Image: 'Consequences' drawing project
The course provides a progression route for students completing programmes in Art, Photography and Design. It may also provide opportunities for students in related fields such as health and Social Care or Historical and Critical Studies. It is also suitable for those who are currently employed as arts workers in disability, social care and educational settings and whose employers are seeking to support relevant training and development opportunities for their staff.

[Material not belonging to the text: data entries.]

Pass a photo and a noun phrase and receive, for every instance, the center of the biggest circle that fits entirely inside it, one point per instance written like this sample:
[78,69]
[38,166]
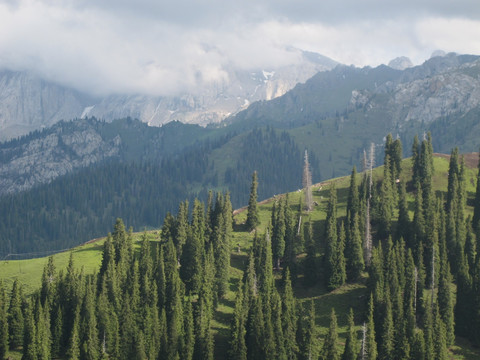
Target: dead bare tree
[368,166]
[307,184]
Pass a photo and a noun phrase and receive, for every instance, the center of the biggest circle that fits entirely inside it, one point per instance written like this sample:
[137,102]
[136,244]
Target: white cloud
[157,47]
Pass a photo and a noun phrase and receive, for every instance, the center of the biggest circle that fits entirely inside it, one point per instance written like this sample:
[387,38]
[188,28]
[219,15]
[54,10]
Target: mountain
[66,147]
[28,102]
[335,115]
[400,63]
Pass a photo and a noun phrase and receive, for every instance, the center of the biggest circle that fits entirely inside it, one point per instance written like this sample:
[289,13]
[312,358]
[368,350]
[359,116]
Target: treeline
[159,303]
[81,206]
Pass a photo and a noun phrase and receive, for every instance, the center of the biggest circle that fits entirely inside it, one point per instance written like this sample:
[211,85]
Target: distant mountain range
[335,114]
[95,170]
[28,102]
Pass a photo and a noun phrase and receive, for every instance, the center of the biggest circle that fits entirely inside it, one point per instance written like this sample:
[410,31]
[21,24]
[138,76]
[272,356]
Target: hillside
[29,102]
[88,257]
[335,116]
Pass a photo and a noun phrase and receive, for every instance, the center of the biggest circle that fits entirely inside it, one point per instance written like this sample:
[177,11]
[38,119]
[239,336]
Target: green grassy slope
[342,299]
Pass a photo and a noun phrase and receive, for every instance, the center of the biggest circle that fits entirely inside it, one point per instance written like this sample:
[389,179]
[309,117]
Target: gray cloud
[164,47]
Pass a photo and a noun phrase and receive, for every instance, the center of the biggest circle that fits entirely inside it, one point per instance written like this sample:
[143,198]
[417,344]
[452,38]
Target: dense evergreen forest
[80,206]
[422,276]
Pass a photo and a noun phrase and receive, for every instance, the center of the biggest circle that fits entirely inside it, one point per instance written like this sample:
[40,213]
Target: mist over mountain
[28,102]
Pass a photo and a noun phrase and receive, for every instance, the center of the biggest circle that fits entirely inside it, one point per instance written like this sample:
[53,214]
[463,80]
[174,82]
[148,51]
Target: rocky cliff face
[45,158]
[444,88]
[29,103]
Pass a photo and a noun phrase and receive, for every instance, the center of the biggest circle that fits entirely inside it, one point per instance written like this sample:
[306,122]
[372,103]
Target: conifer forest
[418,260]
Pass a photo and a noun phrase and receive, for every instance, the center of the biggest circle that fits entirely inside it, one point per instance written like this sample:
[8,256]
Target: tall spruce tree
[329,349]
[15,317]
[278,233]
[476,206]
[252,211]
[351,347]
[370,346]
[3,322]
[289,311]
[306,339]
[238,347]
[334,273]
[353,252]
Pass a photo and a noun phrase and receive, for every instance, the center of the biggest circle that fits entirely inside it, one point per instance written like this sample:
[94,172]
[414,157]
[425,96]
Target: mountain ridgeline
[74,208]
[335,115]
[165,299]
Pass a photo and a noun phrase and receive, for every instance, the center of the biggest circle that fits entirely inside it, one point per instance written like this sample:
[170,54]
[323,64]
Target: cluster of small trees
[154,303]
[159,302]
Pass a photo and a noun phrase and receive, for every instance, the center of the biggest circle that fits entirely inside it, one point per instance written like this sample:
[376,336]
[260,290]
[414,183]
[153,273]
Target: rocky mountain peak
[400,63]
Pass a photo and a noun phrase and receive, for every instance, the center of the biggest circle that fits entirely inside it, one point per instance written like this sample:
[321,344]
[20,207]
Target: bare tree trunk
[307,184]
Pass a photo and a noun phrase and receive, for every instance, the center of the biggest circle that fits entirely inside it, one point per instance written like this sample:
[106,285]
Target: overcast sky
[165,46]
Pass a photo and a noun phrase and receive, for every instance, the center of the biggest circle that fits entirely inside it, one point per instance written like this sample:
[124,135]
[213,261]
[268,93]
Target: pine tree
[238,347]
[440,337]
[191,261]
[329,350]
[445,303]
[306,338]
[189,327]
[351,347]
[353,203]
[370,345]
[310,262]
[289,311]
[418,348]
[89,347]
[429,332]
[334,274]
[48,278]
[476,206]
[278,234]
[181,228]
[43,334]
[3,322]
[416,178]
[30,335]
[403,223]
[255,330]
[252,212]
[280,352]
[163,341]
[387,199]
[353,252]
[386,347]
[15,317]
[307,184]
[73,350]
[222,250]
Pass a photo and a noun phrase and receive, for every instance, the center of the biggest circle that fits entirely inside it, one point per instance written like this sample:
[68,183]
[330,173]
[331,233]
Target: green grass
[88,256]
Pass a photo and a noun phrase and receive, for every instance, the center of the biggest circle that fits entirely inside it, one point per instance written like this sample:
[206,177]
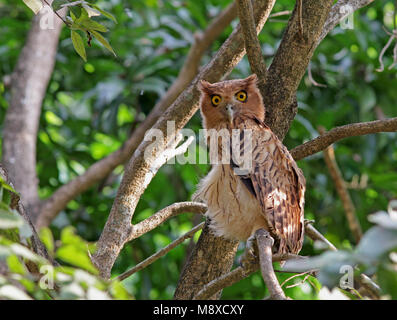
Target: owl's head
[222,102]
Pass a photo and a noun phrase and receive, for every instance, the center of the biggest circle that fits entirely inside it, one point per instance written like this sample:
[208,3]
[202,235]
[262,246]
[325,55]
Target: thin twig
[58,15]
[235,276]
[367,283]
[355,129]
[102,168]
[160,253]
[340,184]
[252,45]
[265,244]
[281,13]
[300,9]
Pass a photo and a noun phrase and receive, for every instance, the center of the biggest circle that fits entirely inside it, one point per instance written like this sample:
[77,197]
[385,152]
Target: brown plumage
[259,185]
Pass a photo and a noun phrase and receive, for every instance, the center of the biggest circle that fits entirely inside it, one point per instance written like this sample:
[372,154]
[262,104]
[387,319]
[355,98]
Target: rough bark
[134,181]
[283,77]
[28,86]
[205,265]
[98,171]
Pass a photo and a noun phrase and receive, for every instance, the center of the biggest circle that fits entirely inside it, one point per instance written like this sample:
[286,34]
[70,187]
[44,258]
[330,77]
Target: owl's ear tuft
[252,79]
[204,86]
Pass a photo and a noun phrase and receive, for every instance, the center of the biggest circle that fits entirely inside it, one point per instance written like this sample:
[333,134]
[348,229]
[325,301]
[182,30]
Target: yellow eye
[241,96]
[215,99]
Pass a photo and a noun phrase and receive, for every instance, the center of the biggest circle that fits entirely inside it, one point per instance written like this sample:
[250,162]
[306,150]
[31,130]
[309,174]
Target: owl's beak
[230,112]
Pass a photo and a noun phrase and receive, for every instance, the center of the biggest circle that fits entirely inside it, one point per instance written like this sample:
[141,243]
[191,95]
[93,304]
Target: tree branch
[117,227]
[29,82]
[340,184]
[99,170]
[160,253]
[265,243]
[251,42]
[158,218]
[350,130]
[339,12]
[369,286]
[235,276]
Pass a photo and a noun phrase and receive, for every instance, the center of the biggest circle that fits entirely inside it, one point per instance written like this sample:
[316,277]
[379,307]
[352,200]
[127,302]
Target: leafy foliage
[81,13]
[24,275]
[91,107]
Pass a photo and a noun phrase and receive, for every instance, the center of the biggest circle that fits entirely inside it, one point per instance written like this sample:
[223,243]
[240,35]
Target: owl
[269,192]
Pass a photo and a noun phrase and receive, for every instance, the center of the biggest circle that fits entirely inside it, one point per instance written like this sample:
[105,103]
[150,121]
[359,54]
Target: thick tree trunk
[212,256]
[283,77]
[29,83]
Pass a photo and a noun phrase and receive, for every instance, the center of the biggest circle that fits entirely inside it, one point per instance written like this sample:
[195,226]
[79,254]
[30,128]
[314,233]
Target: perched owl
[270,193]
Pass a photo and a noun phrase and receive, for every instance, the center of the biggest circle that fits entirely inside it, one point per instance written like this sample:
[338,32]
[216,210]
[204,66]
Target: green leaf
[5,185]
[34,5]
[47,238]
[15,265]
[78,45]
[92,25]
[91,12]
[102,40]
[104,13]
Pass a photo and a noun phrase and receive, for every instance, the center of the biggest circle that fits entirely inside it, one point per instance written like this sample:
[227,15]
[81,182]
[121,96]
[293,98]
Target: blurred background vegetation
[90,109]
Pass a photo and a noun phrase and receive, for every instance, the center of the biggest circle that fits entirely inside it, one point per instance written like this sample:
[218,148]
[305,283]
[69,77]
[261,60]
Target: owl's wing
[275,180]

On completion of the course, students are ideally placed to seek employment in a range of visual art/disability/community/health/education settings. Recent graduates have gone on to work for various organisations including Project Art Works, The Royal Academy and Kings College Hospital Trust. The course would also make a significant contribution to an artist's independent studio practice and recent alumni have exhibited work at various locations including Phoenix Arts, Brighton Dome and Pallant House.
Past students have founded projects such as Red Octopus Theatre and have contributed to a wide range of projects and events including:
- The Otherworld project with SameSky
- Workshop 305
- Heart n Souls Beautiful Octopus Club
- Action Space
- 20ME12 project
- Pallant House, Starburst Arts and WRAP Outreach, Art Out There project: http://starburstartoutthere.weebly.com/
- Partners in Art, Pallant House, Chichester
- Artworks symposium 2014
- Side by Side: Learning Disability, Art and Collaboration Symposium at the Southbank Centre
Students and alumni have successfully secured funding for Inclusive Arts projects and research through the Springboard Grant scheme, the Santander/Beepurple Social Enterprise Award, Arts Council England and the Winston Churchill Award and have progressed to PHD research through scholarship funding.
Image: 'Art on the Downs' project in which University of Brighton art students collaborated with a women's art group from a local council estate
A key feature of Inclusive arts practice research is that it is mutually beneficial, supporting knowledge creation and exchange rather than knowledge transfer. This places the artist practitioner in the more radical role of collaborator or framework holder/facilitator and proposes a shift away from the more traditional notion of ‘worthy works’.
"Arts-based inquiry is uniquely positioned as a methodology for radical, ethical and revolutionary research that is futuristic, socially responsible, and useful in addressing social inequities." (Finley, 2009)
In Year Two of the course, students undertake their own research project through to public exhibition. Student research projects include working in a diverse range of art-forms, contexts and participant groups.
Here are some examples of research undertaken by students on the course:
- ‘How can the researcher facilitate a process, which enables a balanced artistic collaboration to transpire between an artist with a learning disability and herself, using a combination of photography and text as the stimuli?’
- ‘What strategies need to be in place in order for an artist with a learning disability to participate in the creative industries?’
- ‘Exploration of how a visual arts programme might bolster and build resilience in young people with complex learning disabilities. Developed over a series of 10 art workshops applying a Resilient Therapy (RT) framework, focusing on three of the 'compartments' of RT: Belonging, Learning and Core Self.’
- ‘How can two people communicate what collaboration means to them within creative environments through an exploration of non-verbal communication? ‘How can photographic and new media practices support a group of young people reflect on their own lives in a rural, Ukranian village in 2010?’